Antibiotic Resistance Poses Major Health Dangers
The overuse of antimicrobial drugs, which are critical for treating infections, as agricultural chemicals on fruits and vegetables endangers population health because it can lead to superbug bacteria. In the same way, overuse of antifungal pesticides can lead to fungal diseases that are more resistant with currently available medicines.
- Treatment-resistant diseases affect about 2.8 million people and result in about thirty-five thousand mortalities per year.
- Public health organizations have associated “clinically significant antimicrobials” authorized for agricultural spraying to treatment failure, higher likelihood of pathogenic diseases and higher probability of MRSA.
Environmental and Public Health Consequences
Furthermore, ingesting antibiotic residues on produce can disrupt the human gut microbiome and raise the likelihood of chronic diseases. These agents also pollute aquatic systems, and are considered to harm pollinators. Frequently poor and Latino farm workers are most exposed.
Frequently Used Antibiotic Pesticides and Agricultural Methods
Agricultural operations spray antimicrobials because they eliminate bacteria that can damage or kill produce. Among the most common agricultural drugs is a medical drug, which is often used in clinical treatment. Figures indicate as much as significant quantities have been used on American produce in a one year.
Citrus Industry Pressure and Regulatory Response
The formal request coincides with the Environmental Protection Agency experiences demands to widen the utilization of pharmaceutical drugs. The citrus plant illness, spread by the vector, is devastating orange groves in Florida.

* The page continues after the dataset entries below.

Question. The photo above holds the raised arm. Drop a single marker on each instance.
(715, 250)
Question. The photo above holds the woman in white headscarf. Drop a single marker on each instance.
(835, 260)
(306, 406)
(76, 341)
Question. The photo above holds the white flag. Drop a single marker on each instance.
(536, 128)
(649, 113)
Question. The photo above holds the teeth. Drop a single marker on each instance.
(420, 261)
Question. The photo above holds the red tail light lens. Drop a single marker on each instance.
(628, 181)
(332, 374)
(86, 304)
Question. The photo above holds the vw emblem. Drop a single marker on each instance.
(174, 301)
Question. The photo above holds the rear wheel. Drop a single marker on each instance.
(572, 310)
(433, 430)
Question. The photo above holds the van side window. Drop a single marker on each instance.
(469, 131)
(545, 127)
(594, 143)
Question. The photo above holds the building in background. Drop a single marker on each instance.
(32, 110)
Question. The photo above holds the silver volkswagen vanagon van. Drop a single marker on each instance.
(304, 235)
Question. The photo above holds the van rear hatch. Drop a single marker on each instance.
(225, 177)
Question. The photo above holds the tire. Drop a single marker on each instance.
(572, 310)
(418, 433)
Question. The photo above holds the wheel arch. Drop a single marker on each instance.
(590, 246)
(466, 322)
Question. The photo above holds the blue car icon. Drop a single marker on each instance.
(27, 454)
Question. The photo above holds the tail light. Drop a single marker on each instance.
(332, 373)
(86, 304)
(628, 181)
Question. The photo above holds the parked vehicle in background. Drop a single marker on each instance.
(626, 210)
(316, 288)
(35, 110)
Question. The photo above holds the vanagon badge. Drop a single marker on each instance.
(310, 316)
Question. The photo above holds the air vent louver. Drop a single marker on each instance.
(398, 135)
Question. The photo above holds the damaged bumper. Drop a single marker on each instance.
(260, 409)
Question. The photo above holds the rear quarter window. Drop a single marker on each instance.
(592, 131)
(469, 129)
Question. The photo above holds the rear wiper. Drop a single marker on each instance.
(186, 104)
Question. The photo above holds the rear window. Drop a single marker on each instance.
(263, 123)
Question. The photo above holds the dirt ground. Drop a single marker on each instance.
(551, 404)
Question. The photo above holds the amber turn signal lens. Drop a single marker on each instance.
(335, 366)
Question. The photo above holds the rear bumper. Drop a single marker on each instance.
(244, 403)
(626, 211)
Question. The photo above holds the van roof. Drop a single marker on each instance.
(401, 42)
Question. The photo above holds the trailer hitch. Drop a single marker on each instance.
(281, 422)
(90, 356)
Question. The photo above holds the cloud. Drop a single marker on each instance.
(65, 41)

“I appreciate their desperation because they’re in dire straits, but from a societal standpoint this is absolutely a no-brainer – it must not occur,” the advocate said. “The bottom line is the enormous problems created by applying medical drugs on food crops far outweigh the agricultural problems.”
Alternative Approaches and Future Outlook
Advocates propose straightforward agricultural actions that should be tested initially, such as wider crop placement, breeding more disease-resistant varieties of plants and detecting diseased trees and rapidly extracting them to halt the infections from transmitting.
The legal appeal allows the regulator about five years to respond. In the past, the regulator banned chloropyrifos in response to a comparable formal request, but a judge blocked the agency's prohibition.
The organization can implement a ban, or is required to give a justification why it refuses to. If the regulator, or a future administration, fails to respond, then the organizations can take legal action. The process could last many years.
“We are pursuing the prolonged effort,” the expert remarked.